Solved – Training AUC and CV AUC in Boosted Regression Tree

aucboosting

My question is regarding the differences in the training data AUC score and the cross validation AUC score in boosted regression trees (BRT) built using the gbm.step function in the dismo package. I am observing training AUC scores ~0.10-0.20 higher than the CV AUC scores.

Background and methods:

I am using the dismo and gbm packages to build boosted regression trees for a wildlife species distribution study. We put GPS collars on 10 individual animals and took readings every 4 hours for 1 year. From each animal's year of collar data we randomly selected 50 winter locations, 50 summer locations, and 50 "available" or pseudo-absence locations from the animal's calculated home range. Habitat variables were sampled by a crew at each location and GIS sampled variables were also added to the data set.

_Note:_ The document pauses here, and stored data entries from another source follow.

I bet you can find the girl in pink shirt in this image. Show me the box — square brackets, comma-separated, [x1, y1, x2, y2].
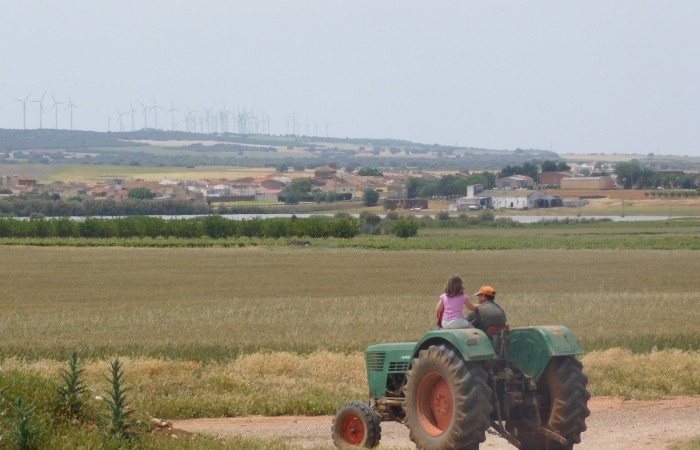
[436, 275, 477, 329]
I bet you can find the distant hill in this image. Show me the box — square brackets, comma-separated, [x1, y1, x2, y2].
[0, 128, 563, 171]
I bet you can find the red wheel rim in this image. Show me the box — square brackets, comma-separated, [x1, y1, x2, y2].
[340, 413, 365, 445]
[416, 371, 452, 436]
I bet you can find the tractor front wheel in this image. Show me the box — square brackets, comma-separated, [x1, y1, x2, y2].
[332, 401, 381, 448]
[404, 344, 492, 450]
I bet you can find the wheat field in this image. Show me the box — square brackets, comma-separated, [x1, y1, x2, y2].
[2, 246, 698, 357]
[1, 245, 699, 419]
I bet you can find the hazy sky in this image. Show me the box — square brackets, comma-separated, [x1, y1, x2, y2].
[1, 1, 699, 156]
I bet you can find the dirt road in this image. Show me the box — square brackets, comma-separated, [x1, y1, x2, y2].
[172, 397, 700, 449]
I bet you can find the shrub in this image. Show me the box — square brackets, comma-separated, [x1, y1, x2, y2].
[478, 210, 496, 223]
[392, 218, 419, 238]
[362, 188, 379, 206]
[52, 217, 78, 237]
[331, 217, 360, 239]
[203, 215, 235, 239]
[359, 211, 381, 226]
[385, 211, 400, 220]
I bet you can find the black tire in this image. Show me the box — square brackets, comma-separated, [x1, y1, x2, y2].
[332, 401, 382, 448]
[514, 356, 591, 450]
[404, 344, 492, 450]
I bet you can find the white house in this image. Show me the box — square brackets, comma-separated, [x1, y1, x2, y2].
[481, 189, 562, 210]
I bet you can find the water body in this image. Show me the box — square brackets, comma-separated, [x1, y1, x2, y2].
[10, 214, 699, 223]
[498, 215, 698, 223]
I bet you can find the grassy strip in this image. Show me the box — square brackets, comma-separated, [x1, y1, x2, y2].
[671, 437, 700, 449]
[1, 349, 698, 421]
[1, 232, 699, 249]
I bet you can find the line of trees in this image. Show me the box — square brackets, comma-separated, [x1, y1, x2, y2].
[0, 198, 212, 217]
[615, 162, 699, 190]
[0, 215, 361, 239]
[406, 172, 496, 198]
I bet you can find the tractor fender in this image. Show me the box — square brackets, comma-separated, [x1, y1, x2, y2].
[412, 328, 497, 363]
[506, 325, 582, 380]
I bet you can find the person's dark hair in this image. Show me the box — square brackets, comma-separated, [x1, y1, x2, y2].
[444, 275, 464, 297]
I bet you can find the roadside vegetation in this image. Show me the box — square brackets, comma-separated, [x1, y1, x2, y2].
[671, 437, 700, 450]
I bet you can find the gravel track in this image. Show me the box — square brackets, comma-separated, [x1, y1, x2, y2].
[172, 396, 700, 449]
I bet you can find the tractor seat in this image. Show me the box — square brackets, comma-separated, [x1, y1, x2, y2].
[485, 325, 509, 357]
[486, 324, 509, 337]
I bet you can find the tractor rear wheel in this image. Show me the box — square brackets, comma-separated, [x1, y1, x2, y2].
[513, 356, 590, 450]
[404, 344, 492, 450]
[332, 401, 381, 448]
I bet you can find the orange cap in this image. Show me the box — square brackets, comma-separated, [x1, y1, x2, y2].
[475, 285, 496, 297]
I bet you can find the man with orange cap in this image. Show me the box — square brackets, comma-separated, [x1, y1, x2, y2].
[467, 285, 507, 333]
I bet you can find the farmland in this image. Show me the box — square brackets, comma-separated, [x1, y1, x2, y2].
[1, 224, 699, 448]
[2, 243, 699, 359]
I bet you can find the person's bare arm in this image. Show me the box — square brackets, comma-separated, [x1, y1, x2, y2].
[464, 295, 477, 312]
[436, 298, 444, 314]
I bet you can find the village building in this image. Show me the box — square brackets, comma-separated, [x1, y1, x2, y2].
[561, 176, 615, 190]
[538, 172, 570, 188]
[495, 175, 535, 190]
[448, 196, 484, 212]
[481, 189, 562, 210]
[255, 187, 282, 202]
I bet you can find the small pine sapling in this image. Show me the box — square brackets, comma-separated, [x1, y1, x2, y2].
[55, 350, 87, 421]
[10, 396, 40, 450]
[103, 358, 136, 440]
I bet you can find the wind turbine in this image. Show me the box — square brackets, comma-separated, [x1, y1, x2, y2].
[324, 121, 331, 137]
[51, 95, 64, 129]
[220, 104, 229, 133]
[152, 97, 161, 130]
[250, 109, 258, 134]
[129, 104, 137, 131]
[139, 102, 150, 129]
[203, 107, 212, 133]
[184, 105, 194, 132]
[14, 94, 31, 129]
[286, 111, 297, 136]
[31, 93, 46, 129]
[237, 107, 248, 134]
[167, 100, 178, 131]
[64, 97, 78, 130]
[115, 107, 126, 132]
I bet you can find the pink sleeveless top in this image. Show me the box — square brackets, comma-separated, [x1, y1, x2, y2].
[440, 293, 467, 321]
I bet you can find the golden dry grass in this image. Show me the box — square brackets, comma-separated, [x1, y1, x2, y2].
[583, 348, 700, 399]
[2, 348, 697, 418]
[0, 351, 365, 418]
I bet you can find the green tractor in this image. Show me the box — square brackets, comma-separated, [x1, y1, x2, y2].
[332, 325, 590, 449]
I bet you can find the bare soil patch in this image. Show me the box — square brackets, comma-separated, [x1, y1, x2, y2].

The data from each animal were pooled together and population BRT models were calculated for each season using the gbm.step function. The gbm.step function assesses the optimal number of boosting trees using k-fold cross validation. The data are divided into 10 subsets, with stratification by prevalence and then a BRT model of increasing complexity is fit, calculating the residual deviance at each step. After each fold is processed, the function calculates the average holdout residual deviance and its standard error and then identifies the optimal number of trees at which the holdout deviance is minimized. The function then fits a model with the optimal number of trees and returns additional information from the cross validation process.

To determine the optimal the model parameters for tree complexity (model depth) and learning rate (shrinkage) in the gbm.step function, we first fitted fixed models of 80,000 trees to 10 levels of tree complexity (1-10) and 7 learning rates (0.005-0.0001) using the gbm.fixed function in the dismo package and the predict.gbm function in the gbm package. Deviance was calculated from models fitted to 25 percent of the locations and predicted to the remaining 75 percent. The combination of tree complexity and learning rate that achieved the lowest predictive deviance at greater than 1,000 trees were chosen as the parameters when fitting the BRT models using gbm.step. The bag fraction was left as the default (0.5).

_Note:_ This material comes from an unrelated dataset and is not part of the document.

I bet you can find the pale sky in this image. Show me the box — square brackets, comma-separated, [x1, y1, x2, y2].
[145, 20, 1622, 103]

The gbm.simplify function was then used to further reduce the models. The gbm.simplify function takes an initial BRT model and assesses the potential of removing predictors using k-fold cross validation. At each fold, the lowest contributing predictor is removed and the change in predictive deviance is computed relative to that obtained when using all predictors. At the conclusion of cross validation, the sequence of variable removal is identified for the full data set.

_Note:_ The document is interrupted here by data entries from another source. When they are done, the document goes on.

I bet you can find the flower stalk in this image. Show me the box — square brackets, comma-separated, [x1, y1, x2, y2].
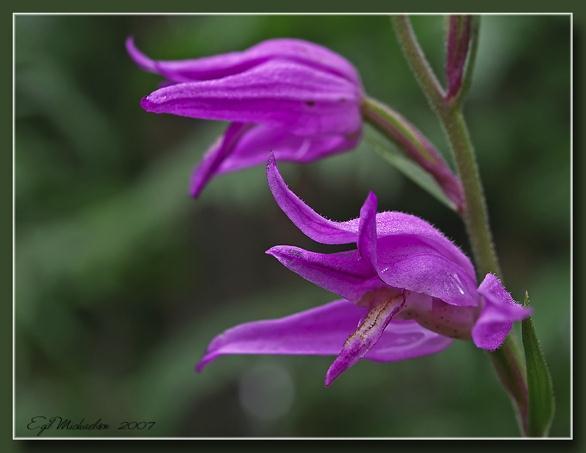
[392, 15, 529, 435]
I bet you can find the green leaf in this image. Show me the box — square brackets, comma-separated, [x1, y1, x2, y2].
[364, 127, 457, 211]
[522, 291, 555, 437]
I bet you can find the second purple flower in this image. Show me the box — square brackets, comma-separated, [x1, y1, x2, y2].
[196, 156, 532, 386]
[127, 37, 363, 197]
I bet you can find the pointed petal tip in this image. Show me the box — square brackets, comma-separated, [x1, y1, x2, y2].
[139, 94, 169, 114]
[366, 191, 377, 203]
[324, 360, 345, 387]
[194, 354, 211, 373]
[125, 35, 135, 50]
[266, 152, 283, 188]
[265, 246, 289, 265]
[362, 191, 378, 212]
[126, 36, 156, 73]
[189, 185, 202, 199]
[265, 245, 291, 259]
[195, 349, 221, 373]
[189, 167, 207, 199]
[139, 95, 155, 112]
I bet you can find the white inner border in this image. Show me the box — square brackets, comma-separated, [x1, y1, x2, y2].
[12, 11, 573, 441]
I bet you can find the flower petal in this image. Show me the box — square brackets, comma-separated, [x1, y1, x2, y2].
[140, 60, 361, 136]
[196, 299, 452, 377]
[189, 122, 253, 198]
[217, 125, 360, 174]
[325, 294, 405, 385]
[357, 191, 378, 267]
[373, 214, 475, 281]
[353, 192, 476, 306]
[267, 155, 360, 244]
[267, 161, 478, 306]
[191, 124, 360, 197]
[126, 37, 362, 85]
[266, 246, 382, 302]
[267, 159, 475, 281]
[368, 319, 452, 362]
[472, 274, 533, 350]
[375, 234, 479, 306]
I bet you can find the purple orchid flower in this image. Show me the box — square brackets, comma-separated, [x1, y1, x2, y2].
[126, 37, 363, 198]
[196, 156, 532, 386]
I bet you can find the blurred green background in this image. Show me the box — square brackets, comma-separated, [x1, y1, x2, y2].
[14, 15, 570, 437]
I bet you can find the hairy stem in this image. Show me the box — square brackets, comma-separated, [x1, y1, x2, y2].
[438, 108, 501, 277]
[392, 16, 445, 110]
[392, 15, 528, 436]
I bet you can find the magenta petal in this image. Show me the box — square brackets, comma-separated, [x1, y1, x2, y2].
[375, 235, 478, 307]
[268, 160, 477, 305]
[216, 124, 360, 174]
[325, 295, 405, 386]
[126, 37, 159, 74]
[140, 60, 361, 136]
[354, 192, 476, 306]
[191, 124, 360, 197]
[267, 159, 475, 283]
[196, 299, 452, 374]
[189, 122, 252, 197]
[267, 155, 360, 244]
[196, 300, 361, 371]
[357, 192, 378, 267]
[266, 246, 382, 302]
[373, 213, 476, 281]
[472, 274, 533, 350]
[126, 37, 361, 85]
[367, 319, 452, 362]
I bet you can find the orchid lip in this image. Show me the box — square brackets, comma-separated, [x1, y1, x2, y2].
[325, 291, 406, 386]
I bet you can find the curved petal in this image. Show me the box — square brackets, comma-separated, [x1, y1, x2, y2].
[189, 122, 252, 197]
[267, 155, 360, 244]
[127, 37, 362, 86]
[191, 124, 360, 197]
[196, 299, 452, 377]
[267, 159, 475, 280]
[140, 60, 362, 136]
[472, 274, 532, 350]
[266, 246, 382, 303]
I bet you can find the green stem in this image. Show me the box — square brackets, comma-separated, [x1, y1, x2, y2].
[489, 337, 529, 435]
[392, 16, 445, 111]
[439, 108, 500, 277]
[392, 15, 529, 436]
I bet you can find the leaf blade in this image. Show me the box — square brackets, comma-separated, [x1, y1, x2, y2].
[522, 291, 555, 437]
[365, 127, 457, 211]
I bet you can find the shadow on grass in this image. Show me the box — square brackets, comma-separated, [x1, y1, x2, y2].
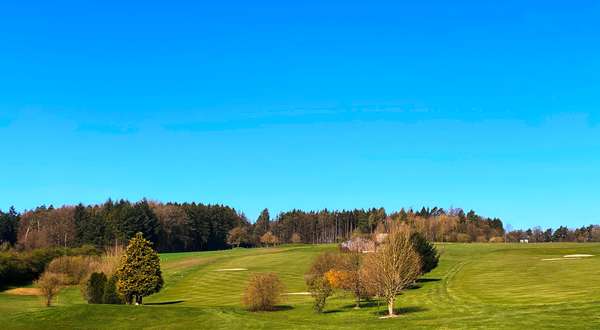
[144, 300, 185, 305]
[409, 278, 442, 290]
[271, 305, 294, 311]
[417, 278, 441, 283]
[341, 300, 381, 309]
[375, 306, 428, 316]
[322, 309, 343, 314]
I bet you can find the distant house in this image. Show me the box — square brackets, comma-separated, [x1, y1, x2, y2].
[340, 236, 376, 253]
[519, 238, 529, 243]
[340, 233, 390, 253]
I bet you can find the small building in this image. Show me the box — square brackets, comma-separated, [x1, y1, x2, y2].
[340, 236, 376, 253]
[519, 238, 529, 243]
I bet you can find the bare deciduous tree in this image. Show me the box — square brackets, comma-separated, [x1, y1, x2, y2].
[361, 223, 421, 317]
[260, 231, 279, 247]
[36, 272, 63, 307]
[227, 226, 250, 248]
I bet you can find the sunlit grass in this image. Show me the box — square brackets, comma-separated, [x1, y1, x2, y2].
[1, 243, 599, 329]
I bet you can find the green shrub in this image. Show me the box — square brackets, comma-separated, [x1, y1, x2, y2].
[0, 247, 101, 289]
[85, 272, 107, 304]
[306, 275, 333, 313]
[0, 249, 61, 288]
[305, 252, 340, 312]
[103, 275, 123, 304]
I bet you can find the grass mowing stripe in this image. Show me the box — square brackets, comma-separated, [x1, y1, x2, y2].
[1, 243, 600, 329]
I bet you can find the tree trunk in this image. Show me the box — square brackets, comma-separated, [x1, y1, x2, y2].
[387, 297, 395, 316]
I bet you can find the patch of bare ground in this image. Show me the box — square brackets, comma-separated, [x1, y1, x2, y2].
[4, 288, 42, 296]
[282, 292, 311, 295]
[541, 254, 594, 261]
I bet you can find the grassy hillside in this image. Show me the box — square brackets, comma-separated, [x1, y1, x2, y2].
[1, 243, 599, 329]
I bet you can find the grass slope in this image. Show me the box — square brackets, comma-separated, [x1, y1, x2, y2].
[1, 243, 600, 329]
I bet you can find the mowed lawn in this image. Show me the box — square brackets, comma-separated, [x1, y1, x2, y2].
[1, 243, 600, 329]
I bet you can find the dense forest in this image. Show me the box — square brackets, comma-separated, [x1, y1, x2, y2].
[1, 200, 599, 252]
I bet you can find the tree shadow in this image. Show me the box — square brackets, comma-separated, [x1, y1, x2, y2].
[270, 305, 294, 311]
[409, 278, 442, 290]
[322, 309, 343, 314]
[417, 278, 441, 283]
[408, 284, 421, 290]
[375, 306, 428, 316]
[144, 300, 185, 305]
[341, 300, 380, 309]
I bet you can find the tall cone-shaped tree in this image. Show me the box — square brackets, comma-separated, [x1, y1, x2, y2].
[116, 232, 163, 305]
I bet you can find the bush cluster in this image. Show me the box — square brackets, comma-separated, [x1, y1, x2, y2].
[83, 272, 123, 304]
[47, 256, 100, 285]
[0, 245, 100, 288]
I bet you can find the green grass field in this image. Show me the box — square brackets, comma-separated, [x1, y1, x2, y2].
[1, 243, 599, 329]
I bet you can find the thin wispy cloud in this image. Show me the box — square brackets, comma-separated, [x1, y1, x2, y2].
[77, 123, 139, 135]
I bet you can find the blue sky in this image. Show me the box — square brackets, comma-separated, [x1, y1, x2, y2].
[1, 1, 599, 228]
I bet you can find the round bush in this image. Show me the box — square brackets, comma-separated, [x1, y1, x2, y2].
[242, 273, 284, 311]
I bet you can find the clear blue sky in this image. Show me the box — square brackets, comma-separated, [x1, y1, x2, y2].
[1, 1, 599, 229]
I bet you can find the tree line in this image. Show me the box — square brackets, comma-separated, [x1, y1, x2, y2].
[505, 225, 600, 243]
[247, 207, 505, 246]
[0, 200, 246, 252]
[2, 200, 599, 252]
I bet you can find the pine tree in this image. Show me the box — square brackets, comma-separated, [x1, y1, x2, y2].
[254, 209, 270, 239]
[0, 207, 19, 246]
[131, 200, 161, 244]
[74, 204, 107, 247]
[116, 232, 163, 305]
[410, 232, 439, 275]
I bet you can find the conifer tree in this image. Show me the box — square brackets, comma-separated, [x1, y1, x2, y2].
[0, 207, 19, 245]
[410, 232, 440, 275]
[116, 232, 163, 305]
[254, 209, 270, 239]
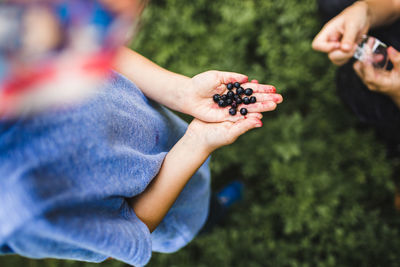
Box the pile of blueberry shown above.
[212,82,256,116]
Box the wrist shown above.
[183,124,215,155]
[359,1,375,26]
[176,77,194,115]
[161,74,191,113]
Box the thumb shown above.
[341,22,359,52]
[388,46,400,70]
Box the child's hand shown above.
[186,114,263,153]
[180,71,283,122]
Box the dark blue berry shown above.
[226,98,233,106]
[244,88,253,96]
[220,94,227,101]
[243,97,250,105]
[250,96,256,103]
[213,94,220,103]
[234,82,240,88]
[236,87,245,95]
[236,97,242,105]
[231,101,237,109]
[227,91,235,99]
[229,108,237,116]
[227,83,234,90]
[218,99,226,107]
[240,108,248,115]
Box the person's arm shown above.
[113,46,190,113]
[312,0,400,66]
[129,114,264,232]
[129,129,209,232]
[364,0,400,27]
[113,47,283,123]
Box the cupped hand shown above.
[353,46,400,108]
[180,70,283,123]
[186,114,263,153]
[312,1,370,66]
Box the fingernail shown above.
[255,122,262,128]
[342,43,351,50]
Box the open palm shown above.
[181,71,283,123]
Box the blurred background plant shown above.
[2,0,400,266]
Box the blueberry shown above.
[236,87,245,95]
[235,97,242,105]
[234,82,240,88]
[226,98,233,106]
[220,94,227,101]
[243,97,250,105]
[244,88,253,96]
[213,94,220,103]
[231,101,237,109]
[227,83,234,90]
[227,91,235,99]
[240,108,248,115]
[218,99,226,107]
[250,96,256,103]
[229,108,237,116]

Lastly, reduced BRT models were built using gbm.step with the same model parameters as the base BRT models.

Results and questions:

The summer model returned a training AUC of 0.86 and a CV AUC of 0.65. The winter model returned a training AUC of 0.93 and a CV AUC of 0.71.

In both cases, it looks as if the AUC for the training data set is excellent while the CV AUC score is poor to acceptable. I expect that there would be some difference in the training and CV AUC scores, but should this much of a difference be of concern? If not, how should I interpret and report these results? If it is of concern, what are some possible reasons for the differences and strategies I can take to fix them?

From texts and reading other posts similar to this question, I have a few ideas of possible reasons for the difference, but am not sure.

  1. The data are ordered by date, but I permutated the data row-wise before using gbm.fixed and predict.gbm. Also, from what I understand gbm.step also randomized the data.
  2. Could I have too few observations or too many variables? Could overfitting be an issue?
  3. All of the individual animals are pooled together, could differences in the preferences of each individual animal be contributing.
  4. Could the number CV folds in the gbm.step or gbm. simplify be at play? I used the default number of folds (10) for gbm.step and gbm.simplify. Would reducing the number of folds possibly help?

Best Answer

I expect that there would be some difference in the training and CV AUC scores, but should this much of a difference be of concern? If not, how should I interpret and report these results? If it is of concern, what are some possible reasons for the differences and strategies I can take to fix them?

You are overfitting the training data. The stark decrease in AUC shows that given new data, your model would likely not perform as well as it does for the training data.

  1. The data are ordered by date, but I permutated the data row-wise before using gbm.fixed and predict.gbm. Also, from what I understand gbm.step also randomized the data.

Structured dependency in the data is something that you should try to capture in the model. If date/time is important then you should find a way to include it. Admittedly this is ignored by most machine learning algorithms.

  1. Could I have too few observations or too many variables? Could overfitting be an issue?

Yes, your results are the definition of overfitting.

  1. All of the individual animals are pooled together, could differences in the preferences of each individual animal be contributing.

It is possible. Another consideration for model development.

  1. Could the number CV folds in the gbm.step or gbm. simplify be at play?

Yes, read about the bias-variance trade-off.